Kim A. Wilcox, Executive Director, Kansas Board of Regents
Charlotte R. Bronson, Plant Pathology, Iowa State University
Bruce Harmon, Ames Laboratory, Iowa State University

  • The Regents, Kansas legislators, and the public at large, need a context in which to appreciate the value of research. Undergraduate education is focused on giving students baseballs-facts-without demonstrating the thrill of the catch. Faculty spend far too much time arguing about and putting in place the information that all students in a discipline must have, rather than making sure students understand the heart of research.
  • Faculty are asked to perform services for the greater good of the university, including projects that link universities in research. This often involves a great deal of work with little credit. For example, a faculty member may write the grant, disburse the funds to everyone in the multi-university project, arrange meetings and organize the effort to write the paper-and then be listed as the 18th author. To encourage cross-university linkages, administrators must think of ways to reward faculty, or at the very least, not penalize them. For example, the administration might provide clerical assistance; award half a research assistantship for each year of leadership; allot a temporary increase in salary, or even increase the base pay for more significant assignments.
  • Iowa State and the University of Illinois are working together on genomics research on soybeans. This is encouraged by the soybean promotion boards in the two states because teams representing more than one state can better compete for federal funding, and cooperation between the states decreases unnecessary duplication.
  • The opportunities are great. For example, we now have all the knowledge and computing power to couple fundamental atomic level knowledge with larger length scale simulations and to evaluate materials properties to aid in engineering designs-but this requires teamwork to achieve major breakthroughs in science. Getting scientists together in teams is like herding cats. Big, relevant ideas are critical for a large cooperative project to succeed and actually, money, while helpful, is not the only solution.
Panel of Chancellors

Richard L. Wallace, University of Missouri - Columbia
Robert Hemenway, University of Kansas

  • There are many avenues for raising funds for research, some more successful than others. Increasing state appropriations and raising tuition have not been options in Kansas.
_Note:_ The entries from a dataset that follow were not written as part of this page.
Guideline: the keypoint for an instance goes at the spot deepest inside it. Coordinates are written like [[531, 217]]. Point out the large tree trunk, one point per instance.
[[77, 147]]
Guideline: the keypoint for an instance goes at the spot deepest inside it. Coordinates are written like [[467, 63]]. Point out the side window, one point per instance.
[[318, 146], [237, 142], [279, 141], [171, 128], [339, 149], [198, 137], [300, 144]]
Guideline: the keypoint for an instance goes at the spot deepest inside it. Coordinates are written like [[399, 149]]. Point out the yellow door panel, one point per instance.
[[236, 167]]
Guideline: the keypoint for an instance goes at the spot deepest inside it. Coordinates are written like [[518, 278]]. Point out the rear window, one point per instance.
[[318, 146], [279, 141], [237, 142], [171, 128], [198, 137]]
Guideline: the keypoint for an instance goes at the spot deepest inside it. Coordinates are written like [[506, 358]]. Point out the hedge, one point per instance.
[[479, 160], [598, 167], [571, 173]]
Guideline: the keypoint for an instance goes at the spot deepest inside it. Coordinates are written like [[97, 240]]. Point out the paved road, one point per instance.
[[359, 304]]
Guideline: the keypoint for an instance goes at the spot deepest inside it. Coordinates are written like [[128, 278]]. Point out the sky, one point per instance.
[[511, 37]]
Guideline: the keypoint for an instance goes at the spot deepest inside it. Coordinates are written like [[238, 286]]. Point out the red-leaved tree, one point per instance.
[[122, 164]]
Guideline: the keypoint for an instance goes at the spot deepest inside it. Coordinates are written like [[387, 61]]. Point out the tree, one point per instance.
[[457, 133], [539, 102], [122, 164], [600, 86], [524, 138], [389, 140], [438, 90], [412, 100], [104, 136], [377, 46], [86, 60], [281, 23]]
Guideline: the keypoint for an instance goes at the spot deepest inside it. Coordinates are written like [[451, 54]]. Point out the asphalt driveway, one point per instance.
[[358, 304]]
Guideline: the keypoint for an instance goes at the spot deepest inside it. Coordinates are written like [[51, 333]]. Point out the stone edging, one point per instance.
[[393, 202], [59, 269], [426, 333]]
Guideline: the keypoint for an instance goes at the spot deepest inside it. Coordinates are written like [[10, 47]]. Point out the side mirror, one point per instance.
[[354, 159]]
Increasing private giving has been a strong point at the University of Kansas, which has the 4th largest endowment among public universities. KU has also been successful in gaining federal earmarks and in building university-industry partnerships. Recently KU reorganized the administration to provide an infrastructure across the campus that will enable young faculty to capture more federal grants and contracts.
  • The defining characteristic of the next decade will be partnerships. We must collaborate across disciplinary, institutional, state and national boundaries to maximize our opportunities. Effective teamwork requires breaking down communication barriers that are part of traditional administrative structures.
  • Two possibilities for cross-university alliances could be: a Kansas State-KU partnership to deliver healthcare to the elderly; and a partnership between KU and the University of Missouri as a biology and genetics institute is established in Kansas City.
  • Mission enhancement at the University of Missouri has strengthened interdisciplinary research. The wisdom of an integrated approach to life sciences research has become clear over the years and MU has responded by building two programs: Food for the 21st Century and Molecular Biology. These were started with state support and have since garnered significant federal and other outside support.
  • MU is engaged in a unique partnership that combines public and private universities, as well as a for-profit and a non-profit corporation. The Donald Danforth Plant Science Center is intended to be a world class contributor to the field of plant science.
  • Human intellectual capital is our single most valuable currency.
  • This is one of the most productive environments for research in many years because people are open to new ideas and new ways of doing things.